Après l’incident, j’ai fait ce que je n’avais jamais fait de ma vie. Je suis allée dans un bar pour boire jusqu’à l’ivresse totale. J’ai bu, ensuite j’ai pleuré toutes les larmes de mon corps. Quelque chose en moi était brisée et je voulais continuer à perpétuer ce comportement autodestructeur. Je me suis senti souillée, dépourvue de mes moyens, de ma dignité et de mes mots. J’ai pleuré comme un animal enfermé dans une cage. J’ai pleuré d’impuissance, de rage, de honte et d’indignation. J’ai pleuré pour ma naïveté, ma tolérance démesurée envers les gens. J’ai pleuré parce que j’avais bon cœur, mais surtout pour la femme que je ne serais plus jamais.

J’ai aussi pleuré pour toi.

Oui, j’ai pleuré pour toi.

Je me dis que ta fille qui grandit court un grand danger. Elle grandira auprès d’un père violent, et trouvera peut-être normale qu’un homme la traite ainsi plus tard. Et ton fils dans tout cela? Lui apprendras-tu comment donner une bonne gauche aux femmes quand ces dernières seront trop « autoritaires » ? Je prie pour que leur mère soit saine d’esprit pour leur inculquer que les femmes sont les piliers de la famille, au même titre qu’un homme et que nous leur devons du respect. J’espère qu’elle expliquera à ta fille que la violence n’est pas acceptable, que c’est un acte abject et qu’un homme qui se respecte ne devrait pas en faire usage.

Malgré tout, je suis toujours la même personne, toujours intelligente, qui continue à vivre. Je fais des trucs, j’apprends, je réfléchis, je gère une tonne de projets, je mange, je ris, j’embrasse, je touche, je baise… en gros, JE VIS.

Et non monsieur, tu n’es pas arrivé à me détruire.

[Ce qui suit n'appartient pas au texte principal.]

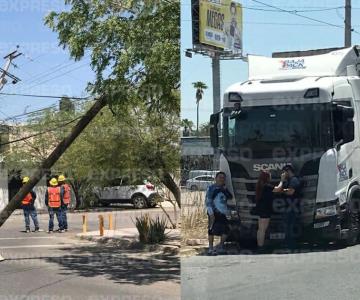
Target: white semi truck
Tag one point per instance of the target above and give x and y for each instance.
(300, 108)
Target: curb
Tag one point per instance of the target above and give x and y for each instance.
(132, 243)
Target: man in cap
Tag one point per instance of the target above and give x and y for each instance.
(66, 199)
(54, 201)
(29, 209)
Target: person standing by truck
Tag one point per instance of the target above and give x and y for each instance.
(217, 210)
(66, 199)
(29, 209)
(291, 188)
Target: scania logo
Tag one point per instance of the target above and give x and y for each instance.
(269, 166)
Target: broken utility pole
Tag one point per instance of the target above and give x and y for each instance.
(15, 202)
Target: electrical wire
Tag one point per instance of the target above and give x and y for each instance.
(40, 133)
(296, 14)
(44, 96)
(20, 116)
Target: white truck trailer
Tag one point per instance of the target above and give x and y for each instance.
(303, 109)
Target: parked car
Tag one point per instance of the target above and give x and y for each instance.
(141, 194)
(199, 183)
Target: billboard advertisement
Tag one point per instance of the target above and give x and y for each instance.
(220, 24)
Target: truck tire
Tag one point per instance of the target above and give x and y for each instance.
(194, 188)
(139, 201)
(353, 226)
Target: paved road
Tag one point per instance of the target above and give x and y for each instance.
(324, 274)
(62, 267)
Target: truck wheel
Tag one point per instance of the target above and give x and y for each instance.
(353, 225)
(194, 188)
(139, 201)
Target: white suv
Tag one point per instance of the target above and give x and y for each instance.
(141, 194)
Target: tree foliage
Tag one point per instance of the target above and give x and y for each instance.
(134, 47)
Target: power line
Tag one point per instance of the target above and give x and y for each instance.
(43, 96)
(55, 77)
(296, 14)
(20, 116)
(294, 10)
(40, 133)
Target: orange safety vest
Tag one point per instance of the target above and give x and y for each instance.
(67, 194)
(27, 200)
(54, 197)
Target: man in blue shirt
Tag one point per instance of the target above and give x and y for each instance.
(217, 210)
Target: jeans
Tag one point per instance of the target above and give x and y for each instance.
(30, 212)
(58, 213)
(292, 226)
(64, 216)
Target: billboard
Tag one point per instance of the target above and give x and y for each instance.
(220, 24)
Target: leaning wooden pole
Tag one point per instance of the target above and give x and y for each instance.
(14, 203)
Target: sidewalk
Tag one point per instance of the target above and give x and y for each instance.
(129, 238)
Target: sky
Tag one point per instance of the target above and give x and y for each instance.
(44, 68)
(264, 32)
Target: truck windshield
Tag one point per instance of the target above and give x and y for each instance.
(292, 130)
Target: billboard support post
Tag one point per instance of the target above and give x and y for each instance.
(216, 100)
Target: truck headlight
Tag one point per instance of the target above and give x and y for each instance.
(327, 211)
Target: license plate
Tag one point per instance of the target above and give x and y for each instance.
(277, 236)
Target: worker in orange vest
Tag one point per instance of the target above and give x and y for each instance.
(66, 199)
(29, 209)
(54, 200)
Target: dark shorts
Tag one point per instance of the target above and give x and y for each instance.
(264, 210)
(264, 216)
(220, 226)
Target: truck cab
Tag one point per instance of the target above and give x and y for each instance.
(302, 109)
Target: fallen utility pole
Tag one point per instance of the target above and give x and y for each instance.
(15, 202)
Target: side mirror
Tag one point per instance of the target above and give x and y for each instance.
(349, 131)
(214, 132)
(344, 124)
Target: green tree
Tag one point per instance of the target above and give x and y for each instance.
(187, 125)
(135, 53)
(199, 87)
(204, 129)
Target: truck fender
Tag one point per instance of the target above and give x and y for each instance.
(353, 198)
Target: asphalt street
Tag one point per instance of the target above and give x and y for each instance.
(330, 273)
(59, 266)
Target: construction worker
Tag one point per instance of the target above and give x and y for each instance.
(66, 199)
(29, 209)
(54, 201)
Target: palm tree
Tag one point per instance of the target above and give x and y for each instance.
(188, 126)
(200, 87)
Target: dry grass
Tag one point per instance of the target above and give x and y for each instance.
(194, 220)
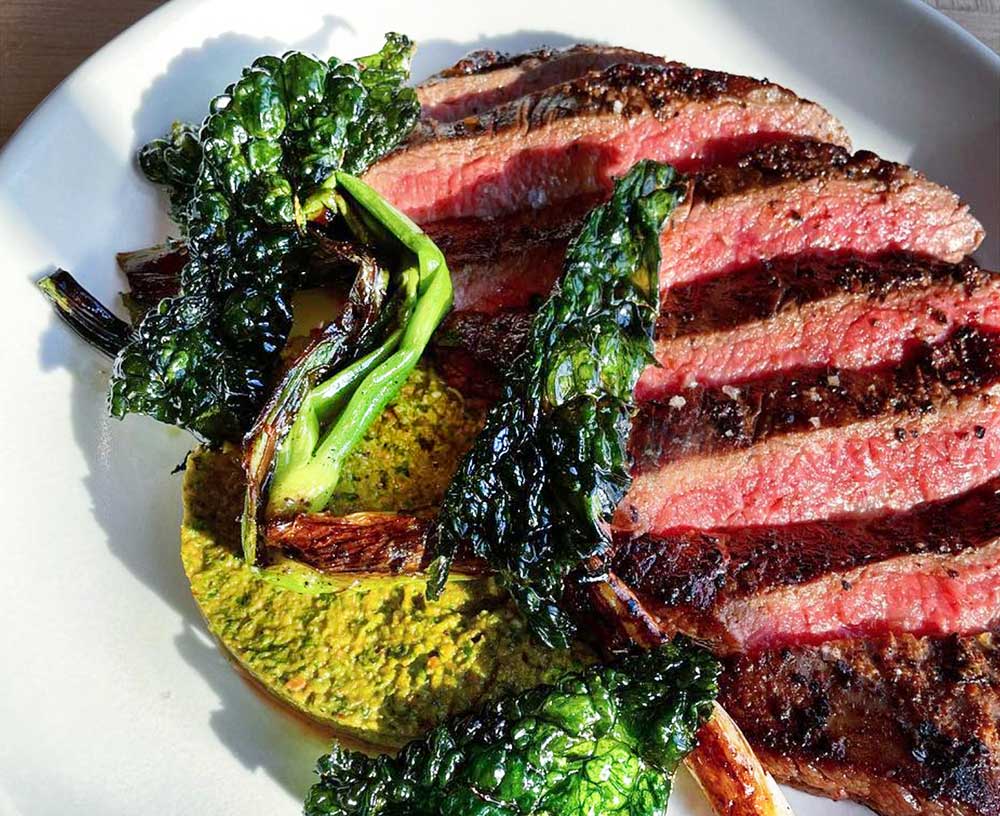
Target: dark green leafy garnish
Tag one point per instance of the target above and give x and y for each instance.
(338, 386)
(535, 494)
(602, 743)
(273, 140)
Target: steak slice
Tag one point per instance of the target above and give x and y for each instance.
(905, 725)
(780, 315)
(484, 79)
(807, 311)
(795, 447)
(802, 197)
(509, 262)
(794, 200)
(573, 139)
(931, 570)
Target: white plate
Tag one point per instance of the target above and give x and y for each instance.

Ta tentative désespérée, pour me montrer que tu étais un homme, n’a fait que confirmer mes soupçons. Tu n’en es pas un.

Aujourd’hui, j’ai de la peine pour toi. Cela doit être un cri déchirant pour en arriver à frapper quelqu’un.

Une femme de surcroît !

Lâche !!!

Aujourd’hui je ne suis plus une victime, ta victime, mais plutôt une survivante… Non, je ne porte plus ta marque.